# JSONからParquetに変換

割り当てられた12桁のAccountIDを設定してください

In [None]:
accountid = 'xxxxxxxxxxxx'

In [None]:
import sys
from awsglue.transforms import *
from awsglue.utils import getResolvedOptions
from pyspark.context import SparkContext
from awsglue.context import GlueContext
from awsglue.job import Job
from pyspark.sql import SQLContext
from pyspark.sql.functions import year, month, date_format

### Initialize

In [None]:
## initialize
sc = SparkContext.getOrCreate()
glueContext = GlueContext(sc)
spark = glueContext.spark_session

job = Job(glueContext)
job.init('sh10sales_parquet')

### DataSource

In [None]:
datasource0 = glueContext.create_dynamic_frame.from_catalog(
    database = "workshop", 
    table_name = "json_sales",
    transformation_ctx = "datasource0")

In [None]:
print("Count: ", datasource0.count() )

In [None]:
datasource0.printSchema()

### Convert 
Convert to standard Spark DataFrame to do trasformation to be continued

In [None]:
df = datasource0.toDF()

For large data sets, try to cache the data will accelerate later execution.

In [None]:
df.cache()

### Repatition

In [None]:
yearAddedDf = df.withColumn("year", year(df.time_id))
monthAddedDf = yearAddedDf.withColumn("month", month(yearAddedDf.time_id))
yyyymmAddedDf = monthAddedDf.withColumn("yyyymm", date_format(monthAddedDf.time_id, 'yyyyMM'))

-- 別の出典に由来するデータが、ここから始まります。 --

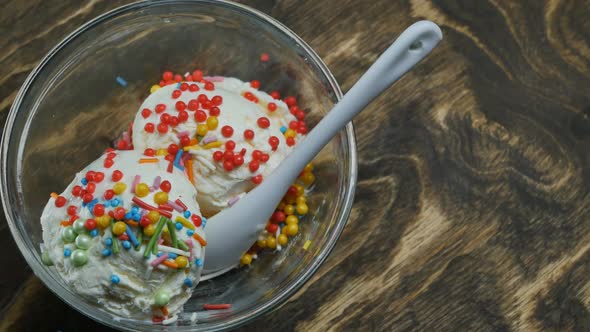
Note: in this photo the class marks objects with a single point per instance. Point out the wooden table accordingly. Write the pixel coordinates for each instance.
(472, 210)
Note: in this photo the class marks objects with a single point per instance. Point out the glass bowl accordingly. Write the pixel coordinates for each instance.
(72, 107)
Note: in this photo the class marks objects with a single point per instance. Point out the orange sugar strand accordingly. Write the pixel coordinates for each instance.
(199, 239)
(189, 170)
(148, 160)
(170, 264)
(132, 223)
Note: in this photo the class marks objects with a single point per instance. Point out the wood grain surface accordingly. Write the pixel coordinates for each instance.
(472, 210)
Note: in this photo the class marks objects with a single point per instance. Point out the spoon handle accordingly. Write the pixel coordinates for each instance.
(413, 45)
(233, 230)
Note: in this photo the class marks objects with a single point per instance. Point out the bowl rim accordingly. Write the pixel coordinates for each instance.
(277, 301)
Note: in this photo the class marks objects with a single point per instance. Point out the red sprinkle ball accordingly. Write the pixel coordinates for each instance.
(165, 186)
(146, 113)
(249, 134)
(227, 131)
(272, 107)
(263, 122)
(60, 201)
(167, 76)
(197, 75)
(275, 95)
(251, 97)
(257, 179)
(273, 141)
(160, 108)
(117, 175)
(214, 111)
(290, 101)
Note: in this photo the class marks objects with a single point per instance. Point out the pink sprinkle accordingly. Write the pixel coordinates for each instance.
(189, 243)
(181, 204)
(157, 181)
(183, 133)
(233, 200)
(209, 139)
(175, 206)
(135, 182)
(214, 78)
(185, 156)
(159, 260)
(126, 137)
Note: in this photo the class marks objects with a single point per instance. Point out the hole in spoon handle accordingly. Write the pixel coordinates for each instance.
(413, 45)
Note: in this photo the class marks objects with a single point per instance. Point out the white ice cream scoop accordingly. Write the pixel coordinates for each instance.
(231, 232)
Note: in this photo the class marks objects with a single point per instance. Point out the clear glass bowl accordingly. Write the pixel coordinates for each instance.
(71, 108)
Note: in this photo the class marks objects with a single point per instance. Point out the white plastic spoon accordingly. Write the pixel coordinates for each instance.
(231, 232)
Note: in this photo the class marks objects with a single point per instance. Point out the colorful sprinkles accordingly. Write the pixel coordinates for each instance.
(152, 225)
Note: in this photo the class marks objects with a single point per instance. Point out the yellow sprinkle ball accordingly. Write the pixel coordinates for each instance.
(300, 190)
(142, 190)
(154, 216)
(154, 88)
(290, 199)
(202, 129)
(119, 188)
(149, 230)
(291, 229)
(212, 122)
(289, 209)
(161, 197)
(301, 200)
(271, 242)
(181, 261)
(103, 221)
(292, 219)
(307, 178)
(283, 239)
(290, 133)
(119, 228)
(302, 209)
(246, 259)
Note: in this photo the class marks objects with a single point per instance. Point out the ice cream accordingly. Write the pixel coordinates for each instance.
(127, 234)
(235, 133)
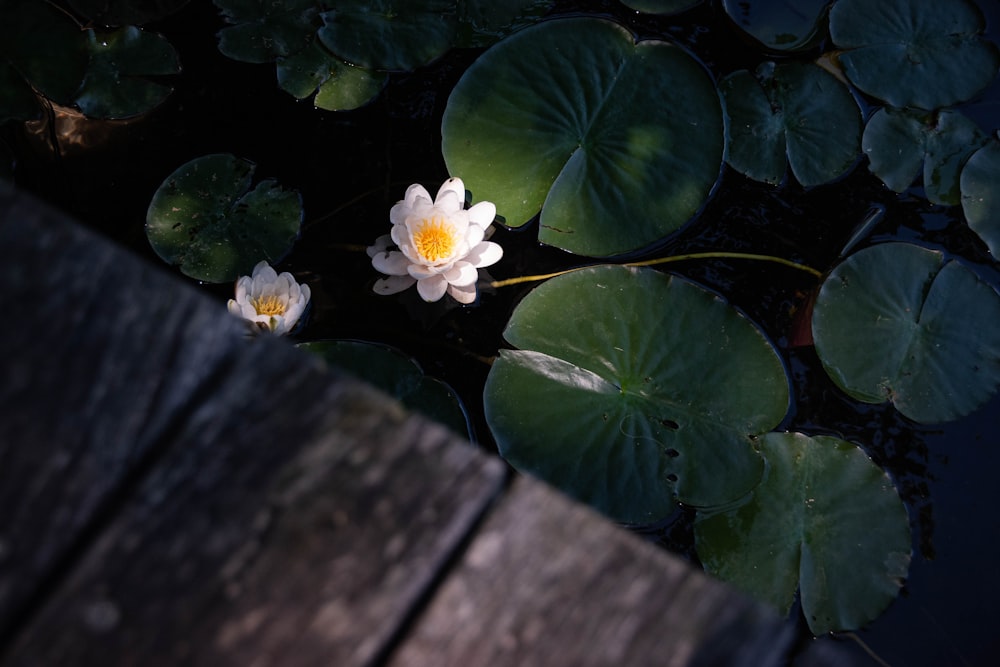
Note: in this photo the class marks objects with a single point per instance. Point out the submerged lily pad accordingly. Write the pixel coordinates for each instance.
(338, 86)
(914, 53)
(795, 114)
(980, 186)
(825, 520)
(116, 84)
(389, 34)
(617, 143)
(775, 24)
(893, 323)
(206, 219)
(399, 376)
(633, 389)
(899, 141)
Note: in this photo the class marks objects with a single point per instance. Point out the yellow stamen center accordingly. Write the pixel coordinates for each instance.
(434, 239)
(269, 305)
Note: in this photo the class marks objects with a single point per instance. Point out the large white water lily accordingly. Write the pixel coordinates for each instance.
(272, 301)
(441, 244)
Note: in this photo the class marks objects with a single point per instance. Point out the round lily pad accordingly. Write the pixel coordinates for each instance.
(633, 389)
(899, 141)
(795, 114)
(116, 83)
(617, 143)
(825, 520)
(389, 34)
(206, 219)
(774, 24)
(914, 53)
(398, 375)
(892, 323)
(980, 187)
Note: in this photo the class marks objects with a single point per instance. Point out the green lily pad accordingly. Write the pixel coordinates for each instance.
(980, 186)
(617, 143)
(45, 47)
(399, 376)
(776, 25)
(115, 84)
(481, 23)
(264, 31)
(206, 219)
(899, 141)
(338, 86)
(825, 520)
(914, 53)
(795, 114)
(389, 34)
(633, 389)
(893, 323)
(661, 6)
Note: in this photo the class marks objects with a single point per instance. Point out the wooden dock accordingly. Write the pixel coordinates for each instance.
(172, 493)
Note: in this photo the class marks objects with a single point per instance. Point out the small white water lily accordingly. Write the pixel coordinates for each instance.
(441, 244)
(272, 301)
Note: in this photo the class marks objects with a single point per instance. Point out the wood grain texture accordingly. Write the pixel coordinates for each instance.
(173, 493)
(548, 583)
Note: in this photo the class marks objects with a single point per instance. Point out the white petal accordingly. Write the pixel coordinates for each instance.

repartitionedDf = yyyymmAddedDf.repartition("yyyymm")
droppedDf = repartitionedDf.drop("yyyymm")

In [None]:
castedDf = droppedDf.withColumn("prod_id", droppedDf.prod_id.cast("decimal(38,0)")) \
    .withColumn("cust_id", droppedDf.cust_id.cast("decimal(38,0)")) \
    .withColumn("time_id", droppedDf.time_id.cast("timestamp")) \
    .withColumn("channel_id", droppedDf.channel_id.cast("decimal(38,0)")) \
    .withColumn("promo_id", droppedDf.promo_id.cast("decimal(38,0)")) \
    .withColumn("quantity_sold", droppedDf.quantity_sold.cast("decimal(38,2)")) \
    .withColumn("seller", droppedDf.seller.cast("int")) \
    .withColumn("fulfillment_center", droppedDf.fulfillment_center.cast("int")) \
    .withColumn("courier_org", droppedDf.courier_org.cast("int")) \
    .withColumn("tax_country", droppedDf.tax_country.cast("varchar(3)")) \
    .withColumn("tax_region", droppedDf.tax_region.cast("varchar(3)")) \
    .withColumn("amount_sold", droppedDf.amount_sold.cast("decimal(38,2)")) \
    .withColumn("year", droppedDf.year.cast("int")) \
    .withColumn("month", droppedDf.month.cast("int"))

### Write in S3
S3にYear/monthのパーティショニングしたデータを出力

In [None]:
castedDf.write.partitionBy(  ["year", "month"]).mode("overwrite").parquet(
    "s3://bigdata-handson-{accountid}/data/parquet/sh10/sales",compression='snappy')

In [None]:
job.commit()